相続放棄の完全ガイド|手続きの流れ、期限、注意点をわかりやすく解説
「亡くなった親に借金があることが分かった」「遺産相続トラブルに巻き込まれたくない」といった理由で、相続放棄を考えていませんか?
相続放棄は、正しく行えば「負の遺産」を引き継がずに済む強力な手段ですが、一度受理されるとやり直しがきかない非常にデリケートな手続きです。
本記事では、相続放棄の基礎知識から、手続きの手順、失敗しないための注意点まで、初心者の方にもわかりやすく解説します。
1. 相続放棄とは?
相続放棄とは、亡くなった人(被相続人)の財産をすべて引き継がないとする手続きです。
預貯金や不動産などの「プラスの財産」だけでなく、借金や未払金などの「マイナスの財産」もすべて放棄することになります。法律上、最初から相続人ではなかったものとして扱われます。
相続放棄を選ぶべき主なケース
明らかに借金(負債)の方が多い場合
疎遠だった親族の遺産争いに関わりたくない場合
特定の相続人に財産を集中させたい場合
2. 【重要】相続放棄には「3ヶ月」の期限がある
相続放棄には厳格な期限があります。
自己のために相続の開始があったことを知った時から3ヶ月以内(熟慮期間)
この期間を過ぎてしまうと、単純承認(すべての財産を相続すること)をしたとみなされ、借金も背負うことになります。

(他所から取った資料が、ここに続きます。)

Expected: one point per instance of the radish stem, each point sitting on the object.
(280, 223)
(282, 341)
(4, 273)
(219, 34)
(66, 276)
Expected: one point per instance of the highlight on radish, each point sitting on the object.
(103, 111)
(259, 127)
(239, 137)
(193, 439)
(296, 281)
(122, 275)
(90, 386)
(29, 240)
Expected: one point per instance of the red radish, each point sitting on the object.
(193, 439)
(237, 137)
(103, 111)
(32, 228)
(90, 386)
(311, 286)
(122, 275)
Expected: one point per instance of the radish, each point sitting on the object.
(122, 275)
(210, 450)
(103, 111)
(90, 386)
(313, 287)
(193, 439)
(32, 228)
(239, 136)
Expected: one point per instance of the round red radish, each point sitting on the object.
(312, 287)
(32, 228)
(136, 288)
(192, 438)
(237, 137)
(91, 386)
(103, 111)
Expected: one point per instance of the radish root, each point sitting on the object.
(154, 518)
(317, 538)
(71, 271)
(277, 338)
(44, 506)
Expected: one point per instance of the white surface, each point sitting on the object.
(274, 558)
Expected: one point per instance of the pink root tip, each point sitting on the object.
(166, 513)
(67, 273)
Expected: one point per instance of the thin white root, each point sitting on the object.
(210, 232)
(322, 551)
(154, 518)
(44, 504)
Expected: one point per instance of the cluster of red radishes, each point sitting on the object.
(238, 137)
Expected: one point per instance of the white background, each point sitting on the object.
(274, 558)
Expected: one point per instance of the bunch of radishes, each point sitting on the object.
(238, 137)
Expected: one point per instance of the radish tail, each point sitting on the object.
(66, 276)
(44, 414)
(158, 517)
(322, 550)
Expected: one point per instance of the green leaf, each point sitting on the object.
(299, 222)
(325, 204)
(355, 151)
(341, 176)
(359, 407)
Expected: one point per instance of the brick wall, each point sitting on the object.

「親が亡くなってから半年後に借金の通知が来た」というような特殊なケースでは、期限の延長が認められることもありますが、基本的には**「3ヶ月」**が勝負だと覚えておきましょう。
3. 相続放棄の手続きの流れ
手続きは、亡くなった方の最後の住所地を管轄する家庭裁判所で行います。
必要書類の収集
相続放棄申述書
被相続人の住民票除票(または戸籍附票)
申述人(あなた)の戸籍謄本
被相続人の死亡の記載がある戸籍謄本など
家庭裁判所へ申述
窓口へ持参、または郵送で提出します。
裁判所からの照会書への回答
後日、裁判所から「本当にあなたの意思ですか?」という確認の書類が届くので、記入して返送します。
相続放棄申述受理通知書の受領
問題がなければ受理され、通知書が届きます。これで完了です。
4. 知っておくべき3つの注意点(落とし穴)
① 財産を処分すると放棄できなくなる
手続き前や手続き中に、亡くなった方の預金を引き出して使ったり、遺品を売却したりすると「相続する意思がある」とみなされ(法定単純承認)、相続放棄ができなくなります。
② 次順位の相続人に「借金」が移る
あなたが相続放棄をすると、相続権は次の順位の人(例:子供が放棄したら親へ、親がいなければ兄弟へ)に移ります。借金がある場合は、あらかじめ親族に「自分が放棄すること」を伝えておくのがマナーです。
③ 生命保険金は受け取れる場合がある
亡くなった方が被保険者で、あなたが受取人に指定されている生命保険金は、法律上「受取人固有の財産」とみなされるため、相続放棄をしても受け取れることが一般的です。
5. まとめ:迷ったら専門家に相談を
相続放棄は期限が短く、一度失敗すると取り返しがつきません。
「借金の額が正確にわからない」
「期限の3ヶ月を過ぎてしまいそうだ」
「親族との調整が不安」
このような場合は、早めに弁護士や司法書士などの専門家に相談することをおすすめします。